伯母は配偶者を亡くして一人暮らしをしていましたが、90代を過ぎて自宅での生活が大変となり、現在は老人ホームで暮らしているといいます。その伯母には子どもがなく、伯母が亡くなった時の相続人はきょうだいしまいになります。

 

伯母は6人きょうだいの一番上の長女で、下に長男、次男、次女、三女、四女の5人がいますが、そのうち健在なのは真理子さんの母親を除くと次男だけで他は全員亡くなっているそうです。真理子さんの母親は一番下の四女にあたります。

面倒を看ていた妹が先に亡くなる

真理子さんの母親は一番下ということもあり、伯母とは一回り以上も離れています。

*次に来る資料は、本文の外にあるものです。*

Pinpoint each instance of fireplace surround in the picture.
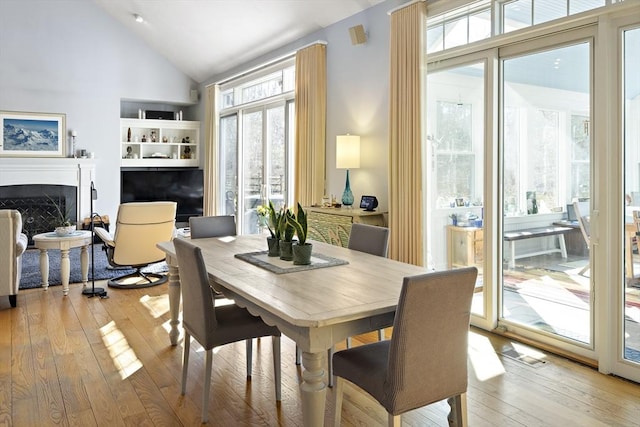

伯母も一番下の妹ということで、真理子さんの母親をいちばん可愛く思っていたようで、ずっと交流がありました。そうしたことから真理子さんも伯母のことはとても身近な存在だったと言えます。

 

真理子さんの母親は、伯母が80代になる頃から定期的に通ってはいろいろと面倒を看てきました。伯母もそんな妹を頼りにして預金の管理など任せてきました。

 

ところが、そんな母親が脳梗塞で急死してしまったのです。母親が亡くなったことによってその子であるМさんも伯母の代襲相続人になったというわけです。

伯母の相続人はきょうだいと甥姪で10人!

伯母の配偶者は5年前に亡くなり、公正証書遺言により、妻である伯母が夫の全財産を受け取ることができて、いまは叔母の財産になっています。

 

伯母の財産は自宅マンション、賃貸している区分マンションが4部屋、そしてアパートが1棟。すべて合わせて不動産評価は6400万円。預金が3000万円あり、合わせた伯母の財産は9400万円と試算できました。

 

伯母はもともと6人きょうだいですが、伯母と次男以外の4人がもう亡くなっています。その子が代襲相続人となりますので、法定相続人は長男の子2人、次男、次女の子2人、三女の子2人、四女の子3人(Мさんは四女の長女)で10人となります。

伯母の面倒は亡き母親と真理子さん家族が看てきた

伯母がひとり暮らしになってからは真理子さんの母親が毎週マンションに行ってはお金の管理や賃貸物件の管理をサポートしてきましたので、伯母は自分の財産は真理子さんの母親か、姪の真理子さんに託したと常々言ってくれていました。

 

真理子さんは独身で、実家で両親と同居していますので、母親が伯母さんのマンションに行くときには一緒に行き、掃除や買い物を手伝っていました。ですから伯母の発言は自然な流れだと言えます。

 

真理子さんの妹二人は離れたところに嫁いでいて、伯母の面倒を看る余裕がないため、伯母の意向に関しては異論はないと言います。

 

健在の伯父は80代と高齢で伯母のところに行くこともできず、他の代襲相続人は離れたところに住んでおり普段の行き来がないことから、今後、伯母の介護を引き受けてくれる見込みはありません。